Saturday, July 25, 2009

Lamanai

Lindsey and I decided last weekend to head up to Orange Walk District to visit Lamanai, a former Mayan civilization site, one of the 13 Mayan ruins in Belize. Occupied from at least 15 centuries prior to the Common Era, it also was home to Spanish and English settlers. Our tour guide said that even though archeologists have been working steadily there since the 1970s, it is estimated that they will need 800 years to fully uncover all that Lamanai has to offer. So far they have uncovered several temples, a ball court and some royal bedrooms. It is also home to a crew of howling monkeys that sound eerily like the dinosaurs from Jurassic Park.
Lindsey and I climbed up one of the temples, practically on our hands and knees on the way up and butt-scooting on the way down. Gravity was not going to take us down. After we had climbed back down, our guide admitted that someone had fallen to their death on another of the temples. I am very glad I learned that afterwards because I would not have climbed up otherwise. My legs are still in pain so I am fairly certain that Mayans had some wicked strong thighs. If you look at the picture on the right, the purple person is Lindsey on her way down.

Lamanai means Submerged Crocodile in Mayan so we were on the lookout during our river tour; however, we only saw two. I am assuming that all the tourism has pushed them away from the main canals. The one I took a picture was being fed by a local restaurant and could easily have been 10 feet long. But it had no teeth and was probably 65 years old so it was less scary and more sad. We also saw some other kind of monkey (non-howler monkey?) that we fed bananas. One of them grabbed the banana then wrapped his tail around a branch and hung upside down while eating, staring at us the entire time.

This was my last trip anywhere before I take the big one home in 9 days. All that is left on my plate is my final deliverables. Wish me luck!

Monday, July 20, 2009

Unexpected Beauty

My final week in Dangriga was hugely successful. I was able to meet with a number of women, some more opinionated than others. Some who not only provided commentary on their communities but had ideas on how to serve their neighbors, friends and families. The highlight of the week was actually outside of my project. Thanks to Peacework dude, Jeff, and his friend, Tiger, I was invited to attend a traditional Garifuna ceremony that honors their ancestors. It’s similar to my idea of Halloween, respecting and honoring the dead. We came to the Garifuna temple which was inside a house-sized wooden building with large windows all around as well as a single door. There was a crowd outside, looking in while inside there were a number of people, dressed in colorful checkered clothes, with their heads covered. The inside crowd faces three drummers and a single man with a mariachi shaker. The crowd shifts through dance to each cardinal direction and the drummers and shaker bend to the ground, as if they are playing to those below. The ritual takes about 45 minutes. Apparently they do this all day every day for a week. At some point, they also either kill a set of roosters and either bury them whole or just the blood. These roosters have to have some black feathers which corresponds to the fact that no one participating or watching can wear black. I don’t think I am describing it very well but I didn’t take pictures out of respect. I can only say, it was a beautiful experience and I am glad I got to share with Jeff and another new friend, William James.

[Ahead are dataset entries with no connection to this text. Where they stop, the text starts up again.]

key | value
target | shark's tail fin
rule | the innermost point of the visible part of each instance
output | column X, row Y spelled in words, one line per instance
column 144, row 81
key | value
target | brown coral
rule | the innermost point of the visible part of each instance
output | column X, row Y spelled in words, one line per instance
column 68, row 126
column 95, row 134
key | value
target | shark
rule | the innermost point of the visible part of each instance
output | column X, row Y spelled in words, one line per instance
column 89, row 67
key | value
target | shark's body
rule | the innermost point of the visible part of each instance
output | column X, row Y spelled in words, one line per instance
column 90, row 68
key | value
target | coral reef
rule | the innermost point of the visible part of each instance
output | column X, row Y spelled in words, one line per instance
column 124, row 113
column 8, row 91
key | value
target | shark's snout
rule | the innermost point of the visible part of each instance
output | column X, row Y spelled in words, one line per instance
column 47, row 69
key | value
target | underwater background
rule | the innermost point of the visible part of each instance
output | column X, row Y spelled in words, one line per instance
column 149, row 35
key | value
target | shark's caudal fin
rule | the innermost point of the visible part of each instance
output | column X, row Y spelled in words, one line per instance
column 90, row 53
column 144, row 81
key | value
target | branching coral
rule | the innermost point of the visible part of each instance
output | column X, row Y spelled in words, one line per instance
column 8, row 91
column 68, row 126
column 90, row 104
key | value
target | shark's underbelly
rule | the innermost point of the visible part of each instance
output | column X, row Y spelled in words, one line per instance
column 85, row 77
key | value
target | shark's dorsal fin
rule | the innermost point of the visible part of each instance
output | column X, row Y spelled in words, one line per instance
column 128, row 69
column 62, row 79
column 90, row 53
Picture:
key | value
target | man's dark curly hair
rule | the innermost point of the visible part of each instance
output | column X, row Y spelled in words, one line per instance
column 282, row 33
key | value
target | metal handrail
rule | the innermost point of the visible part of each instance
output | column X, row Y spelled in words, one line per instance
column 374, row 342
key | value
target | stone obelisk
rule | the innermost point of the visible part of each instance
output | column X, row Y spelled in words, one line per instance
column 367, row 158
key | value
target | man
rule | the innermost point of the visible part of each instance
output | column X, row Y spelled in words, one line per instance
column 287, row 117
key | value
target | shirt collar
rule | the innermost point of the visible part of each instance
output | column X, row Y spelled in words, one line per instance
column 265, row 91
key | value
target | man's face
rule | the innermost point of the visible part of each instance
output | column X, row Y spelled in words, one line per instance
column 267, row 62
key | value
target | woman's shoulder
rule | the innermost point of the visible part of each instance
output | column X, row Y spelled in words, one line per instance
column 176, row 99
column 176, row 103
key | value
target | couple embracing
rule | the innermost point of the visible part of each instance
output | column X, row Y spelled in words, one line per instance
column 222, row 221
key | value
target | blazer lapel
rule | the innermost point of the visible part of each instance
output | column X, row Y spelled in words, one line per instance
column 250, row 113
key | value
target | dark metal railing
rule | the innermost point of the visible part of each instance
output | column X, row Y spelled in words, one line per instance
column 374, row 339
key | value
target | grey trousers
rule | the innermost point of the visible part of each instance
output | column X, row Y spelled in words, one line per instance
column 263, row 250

A fun little highlight was seeing President Obama in an unusual way. I didn’t get to see him in person or share the same breathing space like my classmate Dimas did. Nor am I actively counting seeing his image on objects like my Belize-mate Olivia. But on my drive back to Belize City from Dangriga, we stopped to get gas from a “gas station”. This gas station was really just a store with gas cans available for passing vehicles. The man who was pouring the gas had this watch on. It was the most entertaining celebration of the President I have ever seen in a country that has more varieties than I have ever seen.

Monday, July 6, 2009

Oh boy, am I a terrible blogger! It’s just so hard for me to encapsulate my experiences into words and pictures but there have been complaints so here is an update, three weeks late.
I did indeed return to Punta Gorda for a phenomenally successful trip which began with my flight down on the smallest plane I have ever been on. I had to take a plane because the rains had flooded the bridge that I would have passed over. To be fair, it isn’t a very high bridge so the floods didn’t have to work very hard. I am, however, grateful for the rain because they brought me to the tiny airplane. As some of you know, I have a life to-do list and learning to fly is on it. After this experience, I definitely want to learn right away. Two weeks after my first experience, I got to go up again and this time I sat up next to the pilot. I actually asked him if he needed any help flying but he seemed too concerned with my lack of qualifications to allow me. Naysayers.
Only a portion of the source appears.